Over the course of three weeks, a group of men - most of whom are there only to support their star rider - cover over 2000 miles of France and neighbouring countries (1926 was 3570 miles), from cobblestones to the mountains which have killed several of their predecessors, including Tom Simpson who died on the insane Mont Ventoux in 1967, exhausted and suffering from the effects of amphetamine use, which was state of the art doping for the time and was the only way for a working-class cyclist to win enough to keep his family. His last words: 'Put me back on my bike'
The overall winner is only one of several bitter contests - time trials, points winners, King of the Mountains and even the Lanterne Rouge (last place) are cause for jockeying. They fight, cheat, try to break each other, yet there's also a strong code of honour (which the current Yellow Jersey, Alberto Contador, broke a few days ago when he took advantage of Andy Schleck's broken chain to steal a stage. In the early days, riders would cheat (sometimes taking the train or getting a lift), while fans would beat up their favourites' rivals.
Today's a Col de Tourmalet mountain stage. There are several mountain stages, all graded except for Tourmalet and a select few which are considered so extreme that they're unclassifiable (hors catégorie). Basically, a car struggles to get up them, yet 140 cyclists manage it. Tourmalet's so high that the ski station is only two thirds of the way up - and the Tour is visiting it twice this year.
Discovering an unmade road rendered impassable by snow, Steinès dismissed his driver and continued on foot. He got lost, fell down a ravine and had to be rescued, but the following morning, in a gendarmerie in the hamlet of Barèges on the way down from the 2,115m summit, he cabled his boss: "Tourmalet crossed stop very good road stop perfectly practicable stop Steines."
As Lapize crossed the summit of the next pass, the Col d'Aubisque, he hurled a famous imprecation at the commissaires. "You are all assassins," he shouted with what remained of his strength. "No human being should be put through an ordeal like this.
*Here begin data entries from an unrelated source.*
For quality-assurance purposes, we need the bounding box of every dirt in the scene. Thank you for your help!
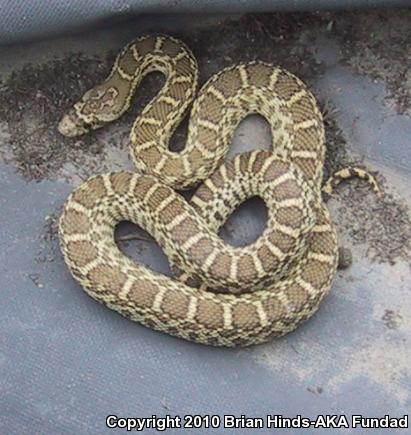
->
[0,10,411,263]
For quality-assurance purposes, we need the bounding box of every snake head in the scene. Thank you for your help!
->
[57,86,118,137]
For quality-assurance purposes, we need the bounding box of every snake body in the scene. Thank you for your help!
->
[59,36,338,346]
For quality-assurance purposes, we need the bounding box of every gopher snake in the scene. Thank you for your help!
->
[59,36,376,346]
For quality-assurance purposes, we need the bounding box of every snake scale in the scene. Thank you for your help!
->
[59,36,338,346]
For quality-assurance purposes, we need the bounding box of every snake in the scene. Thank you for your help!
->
[58,35,347,347]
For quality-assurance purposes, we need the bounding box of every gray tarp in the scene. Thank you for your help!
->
[0,0,409,44]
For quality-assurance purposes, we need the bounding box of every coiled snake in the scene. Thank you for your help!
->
[59,36,376,346]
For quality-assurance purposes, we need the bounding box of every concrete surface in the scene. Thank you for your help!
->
[0,12,411,435]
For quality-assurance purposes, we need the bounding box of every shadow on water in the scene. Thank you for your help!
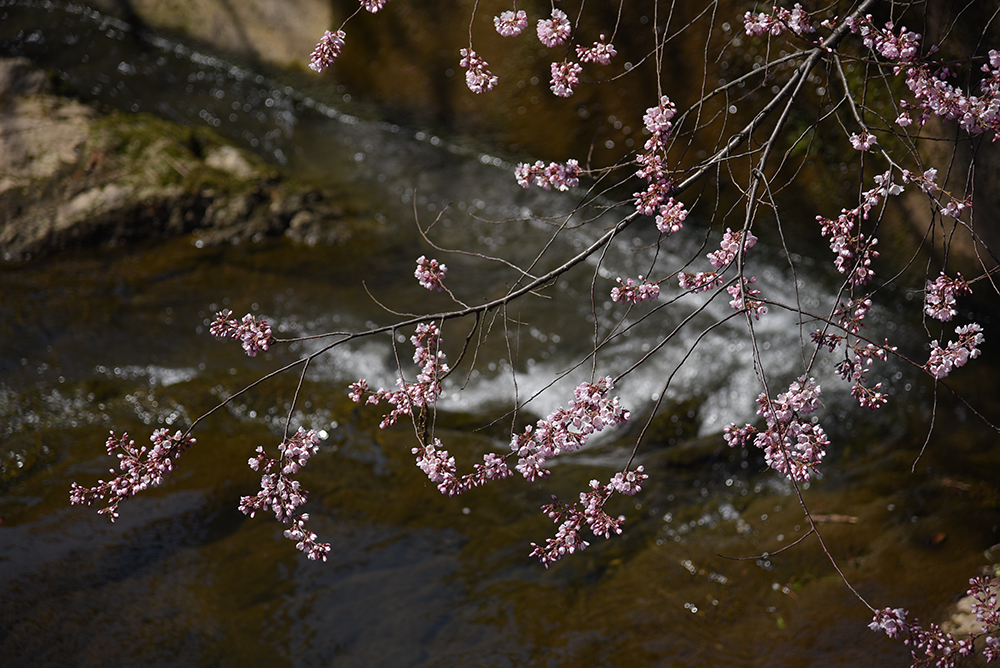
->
[0,4,1000,667]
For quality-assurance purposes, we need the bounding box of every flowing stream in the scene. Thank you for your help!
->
[0,2,1000,666]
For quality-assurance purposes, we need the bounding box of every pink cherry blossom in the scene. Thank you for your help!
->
[493,9,528,37]
[459,49,498,93]
[536,9,572,48]
[309,30,346,72]
[413,255,448,292]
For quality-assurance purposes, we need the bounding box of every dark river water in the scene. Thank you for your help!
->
[0,2,1000,667]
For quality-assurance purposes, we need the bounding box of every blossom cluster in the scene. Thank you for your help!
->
[514,158,580,190]
[576,35,618,65]
[510,377,629,481]
[611,276,660,304]
[309,30,347,73]
[69,429,195,522]
[924,272,972,322]
[816,172,903,285]
[633,95,687,233]
[549,60,583,97]
[459,49,498,93]
[677,227,767,320]
[361,0,389,14]
[924,322,984,380]
[743,3,816,37]
[708,227,757,269]
[528,466,649,568]
[411,438,513,496]
[848,15,1000,139]
[348,322,451,429]
[868,577,1000,668]
[240,427,330,561]
[724,376,830,482]
[413,255,448,292]
[209,309,271,357]
[493,9,528,37]
[535,9,572,49]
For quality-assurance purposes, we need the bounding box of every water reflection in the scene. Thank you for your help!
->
[0,3,1000,666]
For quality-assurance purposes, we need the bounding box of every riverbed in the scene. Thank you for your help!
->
[0,3,1000,667]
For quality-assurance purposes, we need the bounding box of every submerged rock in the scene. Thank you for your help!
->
[0,59,377,260]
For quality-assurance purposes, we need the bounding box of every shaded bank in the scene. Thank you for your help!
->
[0,59,379,260]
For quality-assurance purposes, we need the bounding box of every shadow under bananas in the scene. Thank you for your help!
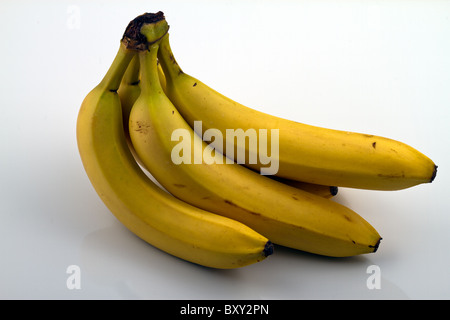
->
[80,216,406,300]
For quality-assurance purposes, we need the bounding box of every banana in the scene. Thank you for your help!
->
[129,31,381,257]
[76,17,273,269]
[117,51,338,198]
[268,176,339,199]
[158,34,437,190]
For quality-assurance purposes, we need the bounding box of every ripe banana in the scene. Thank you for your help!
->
[129,31,381,257]
[158,34,437,190]
[77,13,273,268]
[117,48,338,198]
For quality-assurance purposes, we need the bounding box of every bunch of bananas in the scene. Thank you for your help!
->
[77,12,437,268]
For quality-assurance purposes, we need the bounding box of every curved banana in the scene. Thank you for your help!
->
[77,15,273,268]
[117,55,338,198]
[129,36,380,257]
[158,34,437,190]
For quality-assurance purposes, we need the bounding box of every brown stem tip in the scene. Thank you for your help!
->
[122,11,165,50]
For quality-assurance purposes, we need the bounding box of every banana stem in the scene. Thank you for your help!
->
[139,43,163,94]
[122,54,139,85]
[158,33,183,82]
[99,42,136,92]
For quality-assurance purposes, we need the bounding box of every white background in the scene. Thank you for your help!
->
[0,0,450,299]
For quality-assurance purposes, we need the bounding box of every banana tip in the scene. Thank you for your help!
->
[263,241,274,257]
[370,237,383,253]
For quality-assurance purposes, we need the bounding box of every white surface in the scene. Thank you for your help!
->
[0,0,450,299]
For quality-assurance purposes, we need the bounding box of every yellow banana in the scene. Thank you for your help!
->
[129,31,381,257]
[158,34,437,190]
[117,55,338,198]
[77,17,273,268]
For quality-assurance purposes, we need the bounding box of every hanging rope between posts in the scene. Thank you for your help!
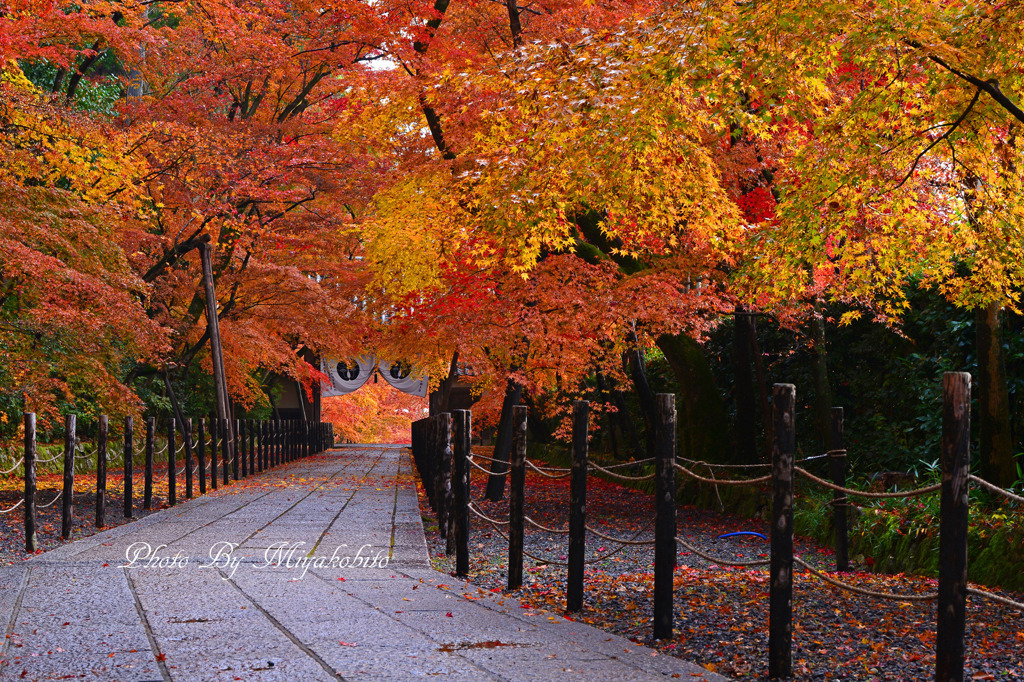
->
[469,453,508,464]
[793,467,942,499]
[522,514,569,536]
[971,474,1024,502]
[673,462,771,485]
[587,462,654,480]
[793,556,939,601]
[469,502,511,527]
[523,460,572,472]
[0,457,25,476]
[584,521,654,545]
[0,498,25,514]
[790,449,846,466]
[33,451,63,465]
[676,456,771,469]
[591,457,654,469]
[36,491,63,509]
[467,458,490,475]
[492,521,653,566]
[525,460,572,479]
[676,536,771,567]
[967,588,1024,611]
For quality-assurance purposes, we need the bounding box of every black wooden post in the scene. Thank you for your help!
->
[96,415,110,528]
[935,372,971,682]
[122,415,135,518]
[652,393,676,639]
[25,412,39,552]
[167,417,178,507]
[181,418,196,500]
[231,419,246,480]
[285,419,295,462]
[196,417,206,495]
[270,419,281,468]
[256,419,266,473]
[60,415,78,540]
[437,412,454,554]
[768,384,797,679]
[210,417,223,483]
[565,400,590,612]
[249,419,259,476]
[142,417,157,511]
[427,416,440,515]
[453,410,473,578]
[508,404,526,591]
[234,419,249,478]
[828,408,850,570]
[218,419,234,485]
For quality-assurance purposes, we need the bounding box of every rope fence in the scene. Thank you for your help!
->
[0,413,334,552]
[413,373,1024,682]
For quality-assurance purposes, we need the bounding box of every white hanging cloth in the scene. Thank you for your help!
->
[321,355,377,397]
[377,360,430,397]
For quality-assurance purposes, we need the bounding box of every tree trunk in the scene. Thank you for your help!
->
[595,370,622,461]
[625,334,656,457]
[657,334,731,462]
[975,303,1017,487]
[486,378,522,502]
[751,323,775,462]
[811,314,833,452]
[732,305,758,464]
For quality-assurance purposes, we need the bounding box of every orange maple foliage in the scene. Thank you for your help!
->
[323,381,427,442]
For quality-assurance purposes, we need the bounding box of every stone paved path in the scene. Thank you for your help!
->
[0,446,724,681]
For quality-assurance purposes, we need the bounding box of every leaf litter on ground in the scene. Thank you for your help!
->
[418,446,1024,680]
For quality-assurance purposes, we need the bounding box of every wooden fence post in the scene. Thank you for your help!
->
[437,412,455,554]
[768,384,797,679]
[231,419,246,480]
[167,417,178,507]
[210,417,223,491]
[60,415,78,540]
[25,412,39,552]
[652,393,676,639]
[234,419,249,480]
[121,415,135,518]
[452,410,473,578]
[427,416,440,514]
[142,417,157,511]
[828,408,850,570]
[181,417,196,500]
[935,372,971,682]
[269,419,281,469]
[96,415,110,528]
[196,417,206,495]
[508,404,527,591]
[256,419,267,473]
[565,400,590,612]
[220,419,229,485]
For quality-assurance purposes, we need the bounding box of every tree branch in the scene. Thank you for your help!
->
[893,88,981,189]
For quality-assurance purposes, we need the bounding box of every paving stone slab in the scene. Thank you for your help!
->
[0,445,724,682]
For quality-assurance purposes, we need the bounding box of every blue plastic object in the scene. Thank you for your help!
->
[718,530,768,540]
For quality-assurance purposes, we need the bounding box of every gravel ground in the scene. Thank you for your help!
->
[420,447,1024,680]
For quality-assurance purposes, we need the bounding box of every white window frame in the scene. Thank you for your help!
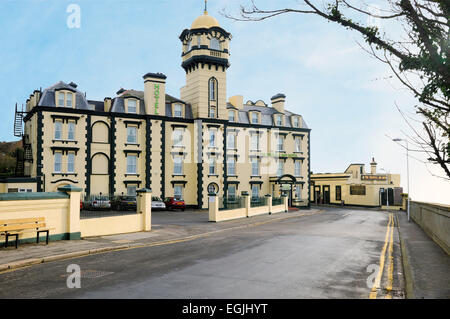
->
[277,160,284,176]
[251,157,259,176]
[228,111,236,123]
[227,156,236,176]
[127,99,137,114]
[173,185,183,200]
[66,93,73,107]
[173,104,183,117]
[67,153,75,173]
[210,37,220,51]
[227,133,236,150]
[127,184,137,196]
[127,155,137,174]
[58,92,66,107]
[209,130,217,147]
[67,122,76,141]
[172,129,183,147]
[294,161,302,177]
[127,126,138,144]
[173,156,183,175]
[250,134,259,151]
[227,185,237,198]
[53,152,62,173]
[252,184,259,198]
[277,135,284,152]
[294,137,302,152]
[251,112,259,124]
[275,114,283,126]
[208,158,216,175]
[55,121,63,140]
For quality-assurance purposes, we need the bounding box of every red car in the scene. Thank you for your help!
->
[164,197,186,211]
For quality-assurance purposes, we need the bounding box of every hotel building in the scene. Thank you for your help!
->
[11,11,310,208]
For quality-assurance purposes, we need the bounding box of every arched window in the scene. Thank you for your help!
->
[209,78,217,101]
[211,38,220,51]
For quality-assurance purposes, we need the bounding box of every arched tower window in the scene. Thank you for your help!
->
[211,38,220,51]
[209,78,217,101]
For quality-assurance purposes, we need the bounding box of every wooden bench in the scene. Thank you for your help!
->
[0,217,52,249]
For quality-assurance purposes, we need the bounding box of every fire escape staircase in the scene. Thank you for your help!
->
[14,103,33,177]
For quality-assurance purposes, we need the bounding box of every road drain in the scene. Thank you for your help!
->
[61,270,113,278]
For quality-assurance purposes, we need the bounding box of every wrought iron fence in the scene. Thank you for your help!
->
[80,194,137,219]
[250,197,267,207]
[219,196,245,210]
[272,197,283,206]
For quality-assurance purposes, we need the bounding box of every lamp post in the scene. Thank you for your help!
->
[392,138,410,222]
[380,168,390,210]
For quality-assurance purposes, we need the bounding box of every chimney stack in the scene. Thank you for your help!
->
[370,157,377,175]
[143,73,167,116]
[270,93,286,113]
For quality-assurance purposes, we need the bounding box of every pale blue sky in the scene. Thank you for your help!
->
[0,0,450,203]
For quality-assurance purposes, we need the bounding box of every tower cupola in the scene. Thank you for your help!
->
[179,1,231,119]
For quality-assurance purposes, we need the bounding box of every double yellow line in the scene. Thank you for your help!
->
[369,213,394,299]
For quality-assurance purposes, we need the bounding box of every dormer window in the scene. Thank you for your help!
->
[209,106,216,118]
[252,112,259,124]
[173,104,183,117]
[128,100,137,114]
[275,114,283,126]
[228,111,236,122]
[57,92,74,108]
[58,92,65,107]
[211,38,220,51]
[66,93,72,107]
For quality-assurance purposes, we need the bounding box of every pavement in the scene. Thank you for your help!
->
[0,208,404,300]
[0,209,319,272]
[397,212,450,299]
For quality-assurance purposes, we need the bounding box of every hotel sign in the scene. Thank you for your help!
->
[155,84,159,115]
[361,175,387,181]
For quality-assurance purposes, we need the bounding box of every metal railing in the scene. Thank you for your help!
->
[250,197,268,207]
[219,196,245,210]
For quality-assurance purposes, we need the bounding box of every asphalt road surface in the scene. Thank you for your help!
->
[0,208,403,299]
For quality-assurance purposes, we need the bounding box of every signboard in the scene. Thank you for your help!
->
[361,175,387,181]
[155,84,159,115]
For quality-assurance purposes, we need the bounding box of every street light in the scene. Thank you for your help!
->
[392,138,410,222]
[380,168,390,210]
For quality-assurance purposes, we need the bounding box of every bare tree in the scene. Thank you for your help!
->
[222,0,450,180]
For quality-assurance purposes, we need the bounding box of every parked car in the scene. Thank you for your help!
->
[84,195,111,210]
[152,197,166,210]
[111,196,137,210]
[164,197,186,210]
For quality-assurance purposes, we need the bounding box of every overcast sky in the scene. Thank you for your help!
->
[0,0,450,204]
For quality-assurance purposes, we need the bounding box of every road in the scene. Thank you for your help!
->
[0,208,403,298]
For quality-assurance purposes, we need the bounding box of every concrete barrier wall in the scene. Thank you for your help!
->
[80,214,144,238]
[0,194,71,243]
[410,202,450,255]
[0,185,152,242]
[209,194,288,222]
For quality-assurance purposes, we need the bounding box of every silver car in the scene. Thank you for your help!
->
[152,197,166,210]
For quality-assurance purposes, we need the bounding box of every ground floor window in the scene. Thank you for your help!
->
[173,185,183,200]
[252,185,259,198]
[127,185,137,196]
[208,183,219,194]
[228,185,236,198]
[336,185,342,200]
[295,185,302,200]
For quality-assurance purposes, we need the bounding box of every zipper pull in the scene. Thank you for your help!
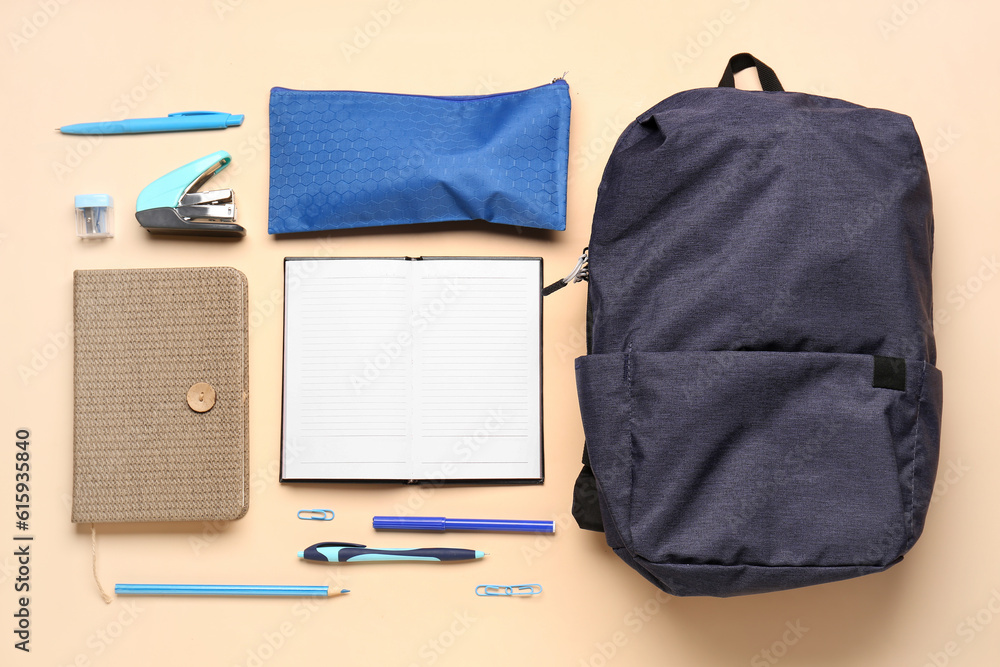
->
[542,246,590,296]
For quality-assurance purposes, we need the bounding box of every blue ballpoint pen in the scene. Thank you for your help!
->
[59,111,243,134]
[299,542,486,563]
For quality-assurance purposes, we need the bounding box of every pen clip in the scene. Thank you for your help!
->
[167,111,229,118]
[476,584,542,597]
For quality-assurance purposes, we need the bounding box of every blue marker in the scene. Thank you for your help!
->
[372,516,556,533]
[59,111,243,134]
[299,542,486,563]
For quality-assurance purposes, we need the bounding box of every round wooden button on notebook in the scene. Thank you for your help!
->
[188,382,215,412]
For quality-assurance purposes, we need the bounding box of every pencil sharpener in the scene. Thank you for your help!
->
[74,195,115,239]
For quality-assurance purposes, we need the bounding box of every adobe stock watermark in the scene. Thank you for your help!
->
[7,0,71,53]
[212,0,246,21]
[52,65,169,181]
[17,322,73,386]
[340,0,410,62]
[234,573,347,667]
[922,588,1000,667]
[545,0,588,31]
[674,0,752,72]
[577,591,671,667]
[923,125,962,165]
[750,619,809,667]
[875,0,928,40]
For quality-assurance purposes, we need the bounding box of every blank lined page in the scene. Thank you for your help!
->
[282,258,542,481]
[282,259,413,479]
[413,259,541,479]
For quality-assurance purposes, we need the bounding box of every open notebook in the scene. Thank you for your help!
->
[281,257,543,483]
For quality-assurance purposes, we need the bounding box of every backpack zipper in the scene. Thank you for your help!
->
[542,246,590,296]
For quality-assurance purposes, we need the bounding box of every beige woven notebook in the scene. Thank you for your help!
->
[73,267,249,522]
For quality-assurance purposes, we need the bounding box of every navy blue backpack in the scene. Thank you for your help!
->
[573,54,942,596]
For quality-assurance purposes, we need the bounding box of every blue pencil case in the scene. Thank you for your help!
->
[268,79,570,234]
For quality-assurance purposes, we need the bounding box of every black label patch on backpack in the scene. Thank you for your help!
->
[872,356,906,391]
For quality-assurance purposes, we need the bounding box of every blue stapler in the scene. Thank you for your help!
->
[135,151,247,237]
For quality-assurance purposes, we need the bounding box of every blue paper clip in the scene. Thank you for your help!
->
[476,584,542,597]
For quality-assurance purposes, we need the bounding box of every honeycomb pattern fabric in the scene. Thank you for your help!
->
[73,267,249,523]
[268,79,570,234]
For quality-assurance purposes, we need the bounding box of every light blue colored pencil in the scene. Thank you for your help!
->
[115,584,350,598]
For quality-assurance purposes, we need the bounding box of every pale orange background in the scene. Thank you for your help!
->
[0,0,1000,667]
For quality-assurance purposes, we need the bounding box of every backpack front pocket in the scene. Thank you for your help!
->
[577,351,941,567]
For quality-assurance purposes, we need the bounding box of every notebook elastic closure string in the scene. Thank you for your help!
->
[90,524,114,604]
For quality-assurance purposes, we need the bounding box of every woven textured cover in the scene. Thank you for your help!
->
[73,267,249,522]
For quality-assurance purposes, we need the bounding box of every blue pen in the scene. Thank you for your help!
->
[299,542,486,563]
[372,516,556,533]
[59,111,243,134]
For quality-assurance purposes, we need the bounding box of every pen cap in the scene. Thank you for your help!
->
[372,516,445,531]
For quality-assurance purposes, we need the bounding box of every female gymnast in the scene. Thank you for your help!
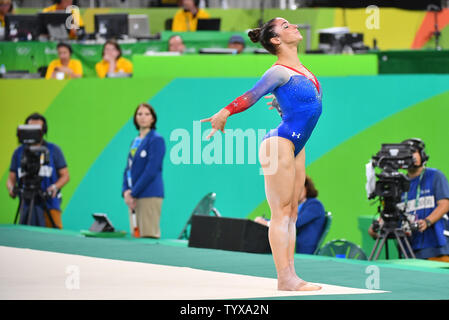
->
[201,18,322,291]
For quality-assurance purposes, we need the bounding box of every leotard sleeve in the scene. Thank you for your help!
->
[225,65,290,115]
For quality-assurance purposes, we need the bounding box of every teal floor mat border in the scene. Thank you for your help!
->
[0,225,449,300]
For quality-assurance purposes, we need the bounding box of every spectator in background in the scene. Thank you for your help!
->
[95,40,133,78]
[254,176,326,254]
[168,34,186,54]
[172,0,210,32]
[6,113,70,229]
[0,0,14,28]
[228,34,245,53]
[122,103,165,238]
[42,0,84,39]
[45,43,83,80]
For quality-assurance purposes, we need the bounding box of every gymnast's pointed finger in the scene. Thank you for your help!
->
[206,128,217,140]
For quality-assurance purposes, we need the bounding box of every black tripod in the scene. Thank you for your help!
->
[368,221,416,260]
[14,183,56,228]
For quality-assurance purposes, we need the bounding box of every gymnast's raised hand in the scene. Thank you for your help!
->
[201,108,231,140]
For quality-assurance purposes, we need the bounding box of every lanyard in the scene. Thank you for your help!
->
[405,168,426,214]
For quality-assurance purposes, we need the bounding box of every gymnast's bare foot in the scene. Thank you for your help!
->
[278,268,321,291]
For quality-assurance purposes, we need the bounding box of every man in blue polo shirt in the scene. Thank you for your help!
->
[402,138,449,262]
[6,113,69,229]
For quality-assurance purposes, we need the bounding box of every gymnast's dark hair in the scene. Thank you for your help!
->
[134,103,157,130]
[248,18,278,55]
[56,42,73,55]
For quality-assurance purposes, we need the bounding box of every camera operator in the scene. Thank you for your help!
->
[6,113,69,229]
[368,138,449,262]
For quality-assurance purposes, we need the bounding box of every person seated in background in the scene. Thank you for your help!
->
[254,176,326,254]
[42,0,84,39]
[168,34,186,54]
[45,42,83,80]
[95,40,133,78]
[0,0,14,28]
[228,34,245,53]
[171,0,210,32]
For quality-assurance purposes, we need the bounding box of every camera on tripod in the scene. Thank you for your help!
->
[14,124,54,225]
[368,143,418,260]
[17,124,50,182]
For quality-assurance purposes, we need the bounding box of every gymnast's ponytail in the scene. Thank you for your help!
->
[248,18,278,55]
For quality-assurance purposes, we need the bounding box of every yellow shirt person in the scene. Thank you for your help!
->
[95,57,133,78]
[95,40,133,78]
[45,43,83,80]
[172,0,210,32]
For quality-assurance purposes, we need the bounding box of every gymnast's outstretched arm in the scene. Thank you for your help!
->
[201,66,290,139]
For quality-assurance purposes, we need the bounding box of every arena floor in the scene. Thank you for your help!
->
[0,225,449,300]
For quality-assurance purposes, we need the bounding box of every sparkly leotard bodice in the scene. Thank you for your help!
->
[226,65,322,156]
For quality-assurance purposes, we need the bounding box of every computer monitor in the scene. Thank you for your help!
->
[5,14,39,41]
[196,18,221,31]
[128,14,150,39]
[37,12,72,34]
[199,48,237,54]
[94,13,128,39]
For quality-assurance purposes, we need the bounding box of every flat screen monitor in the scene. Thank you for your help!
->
[94,13,128,39]
[38,12,72,34]
[196,18,221,31]
[5,14,39,41]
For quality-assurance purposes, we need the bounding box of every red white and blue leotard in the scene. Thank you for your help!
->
[226,64,322,156]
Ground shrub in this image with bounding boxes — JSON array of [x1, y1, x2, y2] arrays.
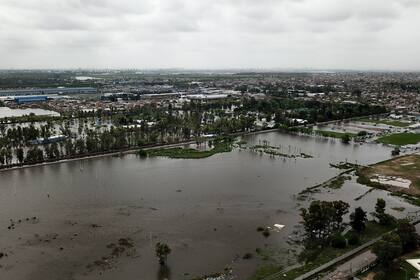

That's enough for me." Nevertheless he carried on, thereby establishing a precedent for an ineluctable combination of cyclists, mountains and suffering.
Some riders, a select few, have made light of the Tourmalet's challenge. The great Spanish climber Federico Bahamontes, forever known as the Eagle of Toledo, led over the summit on four occasions, and in 1954 he even stopped for an ice cream to let the others catch up and accompany him on the descent, a skill at which he was less adept.